What Pandl actually said
Speaking publicly on June 5, Pandl argued that reduced bitcoin exposure on levered DAT balance sheets paired with increased holdings on diversified corporate balance sheets would benefit overall market stability. In other words, shifting risk away from vehicles that borrow to amplify returns — and toward companies that hold bitcoin as part of a broader asset mix — could smooth out the violent swings that have plagued crypto markets in recent years. Pandl didn’t name specific trusts or firms, but the logic is straightforward: levered structures are more likely to face forced liquidations during drawdowns, while diversified corporate treasuries can weather volatility without triggering cascading sales.
Why that matters now
The timing isn’t accidental. Levered digital asset trusts have grown popular among retail traders chasing outsized returns, but they also concentrate risk in ways that can amplify selloffs. A single large liquidation from a levered vehicle can push prices down, triggering more liquidations. By contrast, a corporation like MicroStrategy or Block — which holds bitcoin as part of a treasury strategy — isn’t forced to sell when prices dip. Pandl’s point is that the industry would be healthier if more exposure sat in those steadier hands rather than in debt-fueled structures.
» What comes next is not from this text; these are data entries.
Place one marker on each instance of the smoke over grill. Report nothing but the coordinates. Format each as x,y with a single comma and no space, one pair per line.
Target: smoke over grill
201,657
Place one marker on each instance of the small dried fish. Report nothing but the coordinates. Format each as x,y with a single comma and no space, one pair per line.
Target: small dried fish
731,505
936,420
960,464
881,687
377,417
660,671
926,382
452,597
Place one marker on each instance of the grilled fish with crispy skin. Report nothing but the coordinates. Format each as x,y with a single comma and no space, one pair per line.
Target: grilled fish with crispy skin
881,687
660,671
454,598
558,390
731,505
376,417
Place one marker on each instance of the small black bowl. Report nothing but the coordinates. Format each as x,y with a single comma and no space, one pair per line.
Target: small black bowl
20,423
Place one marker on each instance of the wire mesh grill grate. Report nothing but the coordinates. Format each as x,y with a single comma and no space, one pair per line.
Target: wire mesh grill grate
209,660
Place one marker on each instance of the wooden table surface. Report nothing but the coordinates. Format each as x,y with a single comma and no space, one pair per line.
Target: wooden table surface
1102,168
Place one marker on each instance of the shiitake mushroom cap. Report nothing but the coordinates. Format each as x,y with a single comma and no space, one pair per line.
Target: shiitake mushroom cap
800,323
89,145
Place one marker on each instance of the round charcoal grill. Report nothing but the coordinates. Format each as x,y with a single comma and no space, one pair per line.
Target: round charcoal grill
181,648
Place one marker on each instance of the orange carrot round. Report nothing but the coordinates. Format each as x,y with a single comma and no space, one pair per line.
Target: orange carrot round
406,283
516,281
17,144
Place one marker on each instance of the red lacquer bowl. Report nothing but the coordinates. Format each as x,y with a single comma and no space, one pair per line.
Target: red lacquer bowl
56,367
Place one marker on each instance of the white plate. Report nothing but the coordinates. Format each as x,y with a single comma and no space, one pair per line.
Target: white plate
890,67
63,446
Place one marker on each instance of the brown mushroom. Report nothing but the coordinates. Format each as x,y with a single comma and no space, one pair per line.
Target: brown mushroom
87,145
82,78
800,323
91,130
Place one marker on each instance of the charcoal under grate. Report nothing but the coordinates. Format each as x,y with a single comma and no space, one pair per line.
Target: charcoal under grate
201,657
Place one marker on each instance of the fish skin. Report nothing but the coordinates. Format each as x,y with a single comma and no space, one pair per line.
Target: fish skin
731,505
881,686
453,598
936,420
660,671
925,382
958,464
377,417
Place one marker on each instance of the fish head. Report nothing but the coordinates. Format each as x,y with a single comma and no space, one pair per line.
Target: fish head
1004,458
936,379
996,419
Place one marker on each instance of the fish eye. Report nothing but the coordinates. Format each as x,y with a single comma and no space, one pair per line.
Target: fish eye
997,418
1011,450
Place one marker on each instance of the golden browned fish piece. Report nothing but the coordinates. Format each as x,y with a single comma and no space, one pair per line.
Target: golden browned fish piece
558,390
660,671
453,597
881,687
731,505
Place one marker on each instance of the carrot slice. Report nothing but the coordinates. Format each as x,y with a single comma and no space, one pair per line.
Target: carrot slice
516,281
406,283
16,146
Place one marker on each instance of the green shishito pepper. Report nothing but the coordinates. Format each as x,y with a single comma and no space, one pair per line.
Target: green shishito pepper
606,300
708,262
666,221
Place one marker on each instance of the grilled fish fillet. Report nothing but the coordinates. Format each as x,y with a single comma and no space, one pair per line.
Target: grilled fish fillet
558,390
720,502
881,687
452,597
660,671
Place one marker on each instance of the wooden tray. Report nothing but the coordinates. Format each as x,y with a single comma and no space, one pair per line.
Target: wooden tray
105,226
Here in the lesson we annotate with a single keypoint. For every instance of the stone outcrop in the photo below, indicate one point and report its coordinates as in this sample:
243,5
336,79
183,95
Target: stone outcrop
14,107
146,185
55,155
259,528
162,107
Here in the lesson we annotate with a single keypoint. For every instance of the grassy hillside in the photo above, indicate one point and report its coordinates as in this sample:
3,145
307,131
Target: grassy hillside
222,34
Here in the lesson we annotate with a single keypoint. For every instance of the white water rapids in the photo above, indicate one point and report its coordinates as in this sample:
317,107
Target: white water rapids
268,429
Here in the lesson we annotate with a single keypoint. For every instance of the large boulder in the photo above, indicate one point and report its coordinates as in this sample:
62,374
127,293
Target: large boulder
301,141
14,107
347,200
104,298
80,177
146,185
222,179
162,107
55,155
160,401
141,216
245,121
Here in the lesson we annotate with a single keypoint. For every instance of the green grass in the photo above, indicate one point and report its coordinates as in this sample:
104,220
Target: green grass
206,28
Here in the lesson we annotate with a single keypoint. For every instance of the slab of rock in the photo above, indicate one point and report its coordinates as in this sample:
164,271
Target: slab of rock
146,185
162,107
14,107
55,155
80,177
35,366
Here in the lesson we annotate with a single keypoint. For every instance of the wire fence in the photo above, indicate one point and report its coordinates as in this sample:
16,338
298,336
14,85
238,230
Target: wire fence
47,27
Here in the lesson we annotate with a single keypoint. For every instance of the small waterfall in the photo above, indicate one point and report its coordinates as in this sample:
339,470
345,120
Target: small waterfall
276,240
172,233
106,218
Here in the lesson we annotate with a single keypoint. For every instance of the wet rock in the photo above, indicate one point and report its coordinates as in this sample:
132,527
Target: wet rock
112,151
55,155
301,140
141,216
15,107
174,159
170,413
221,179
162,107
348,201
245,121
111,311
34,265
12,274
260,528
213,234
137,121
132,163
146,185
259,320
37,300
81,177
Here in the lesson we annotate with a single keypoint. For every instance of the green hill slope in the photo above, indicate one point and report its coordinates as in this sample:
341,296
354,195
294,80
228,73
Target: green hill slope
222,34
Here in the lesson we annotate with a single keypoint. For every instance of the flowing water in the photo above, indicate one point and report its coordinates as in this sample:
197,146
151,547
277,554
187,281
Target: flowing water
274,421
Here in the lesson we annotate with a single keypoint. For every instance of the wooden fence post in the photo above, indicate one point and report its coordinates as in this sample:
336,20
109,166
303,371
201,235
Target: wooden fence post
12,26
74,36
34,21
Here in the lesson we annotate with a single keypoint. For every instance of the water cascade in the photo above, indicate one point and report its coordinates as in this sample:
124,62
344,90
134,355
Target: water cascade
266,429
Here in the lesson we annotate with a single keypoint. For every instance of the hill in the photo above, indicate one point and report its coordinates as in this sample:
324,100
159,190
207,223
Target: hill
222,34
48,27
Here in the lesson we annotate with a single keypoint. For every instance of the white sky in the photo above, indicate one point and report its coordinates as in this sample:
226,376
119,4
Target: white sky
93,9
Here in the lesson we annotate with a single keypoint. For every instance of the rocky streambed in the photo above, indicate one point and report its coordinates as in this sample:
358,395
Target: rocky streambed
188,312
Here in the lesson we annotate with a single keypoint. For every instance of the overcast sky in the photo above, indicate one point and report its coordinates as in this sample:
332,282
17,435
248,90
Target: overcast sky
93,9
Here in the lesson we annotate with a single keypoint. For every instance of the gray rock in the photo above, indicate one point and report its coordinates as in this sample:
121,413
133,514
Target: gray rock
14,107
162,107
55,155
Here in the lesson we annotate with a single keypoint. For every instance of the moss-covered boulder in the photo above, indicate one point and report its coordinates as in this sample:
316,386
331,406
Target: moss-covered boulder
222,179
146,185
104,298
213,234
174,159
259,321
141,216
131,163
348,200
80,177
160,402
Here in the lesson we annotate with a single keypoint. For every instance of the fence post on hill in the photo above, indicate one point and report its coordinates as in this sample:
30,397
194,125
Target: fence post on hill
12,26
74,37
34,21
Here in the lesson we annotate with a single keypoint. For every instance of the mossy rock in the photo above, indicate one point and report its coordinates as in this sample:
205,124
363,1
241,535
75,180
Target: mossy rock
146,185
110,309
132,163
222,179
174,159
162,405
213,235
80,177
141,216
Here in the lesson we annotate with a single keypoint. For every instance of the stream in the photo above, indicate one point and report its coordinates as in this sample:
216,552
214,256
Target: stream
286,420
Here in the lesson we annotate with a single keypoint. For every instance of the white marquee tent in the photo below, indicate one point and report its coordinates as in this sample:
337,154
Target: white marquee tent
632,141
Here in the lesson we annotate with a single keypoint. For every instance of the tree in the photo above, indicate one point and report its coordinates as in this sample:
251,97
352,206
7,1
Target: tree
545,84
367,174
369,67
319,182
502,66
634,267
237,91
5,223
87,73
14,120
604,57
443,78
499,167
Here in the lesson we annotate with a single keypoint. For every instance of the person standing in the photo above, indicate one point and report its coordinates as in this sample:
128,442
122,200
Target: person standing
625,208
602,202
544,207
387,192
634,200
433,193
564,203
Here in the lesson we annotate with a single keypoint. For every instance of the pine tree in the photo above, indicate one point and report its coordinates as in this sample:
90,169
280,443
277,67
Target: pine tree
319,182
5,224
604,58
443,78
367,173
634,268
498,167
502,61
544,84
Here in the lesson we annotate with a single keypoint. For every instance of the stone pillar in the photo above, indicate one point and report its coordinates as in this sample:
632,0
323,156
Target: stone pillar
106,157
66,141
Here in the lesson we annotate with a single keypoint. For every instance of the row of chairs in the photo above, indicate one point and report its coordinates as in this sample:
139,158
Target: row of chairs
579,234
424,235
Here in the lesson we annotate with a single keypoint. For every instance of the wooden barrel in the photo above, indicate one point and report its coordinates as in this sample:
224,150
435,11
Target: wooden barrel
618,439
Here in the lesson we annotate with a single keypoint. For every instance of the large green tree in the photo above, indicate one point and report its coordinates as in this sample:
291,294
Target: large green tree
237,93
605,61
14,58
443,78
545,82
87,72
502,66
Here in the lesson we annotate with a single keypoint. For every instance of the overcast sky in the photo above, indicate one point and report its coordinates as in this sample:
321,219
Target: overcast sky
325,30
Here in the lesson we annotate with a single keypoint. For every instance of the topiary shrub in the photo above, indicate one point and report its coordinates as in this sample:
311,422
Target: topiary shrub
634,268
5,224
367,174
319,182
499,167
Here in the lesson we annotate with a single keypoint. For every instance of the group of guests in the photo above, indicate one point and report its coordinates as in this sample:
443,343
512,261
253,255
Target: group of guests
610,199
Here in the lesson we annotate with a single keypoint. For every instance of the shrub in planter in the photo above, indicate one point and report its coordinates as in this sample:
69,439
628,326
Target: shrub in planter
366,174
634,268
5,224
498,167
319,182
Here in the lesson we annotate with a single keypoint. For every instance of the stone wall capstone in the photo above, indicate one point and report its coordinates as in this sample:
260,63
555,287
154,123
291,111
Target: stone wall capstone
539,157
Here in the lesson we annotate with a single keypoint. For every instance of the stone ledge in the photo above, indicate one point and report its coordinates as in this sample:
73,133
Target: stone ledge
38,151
Pandl’s comments also touch on a longer-running debate about how bitcoin should be held. Retail investors often gravitate to levered products because they amplify gains, but the same leverage works against them in a downturn. Institutional investors, meanwhile, tend to prefer direct ownership or products with less leverage. If the market starts to tilt toward the institutional model — diversified corporate balance sheets — that could reduce the frequency of flash crashes. It’s not a radical idea, but hearing it from the head of research at the world’s largest crypto asset manager gives it weight.
Grayscale itself offers both spot and levered products, so Pandl’s statement isn’t a blanket condemnation of his own firm’s lineup. It’s more a frank assessment of where risk is best housed. Whether the market or regulators will push in that direction remains an open question — but for now, the conversation has moved from “how much bitcoin” to “how, and by whom, it’s held.”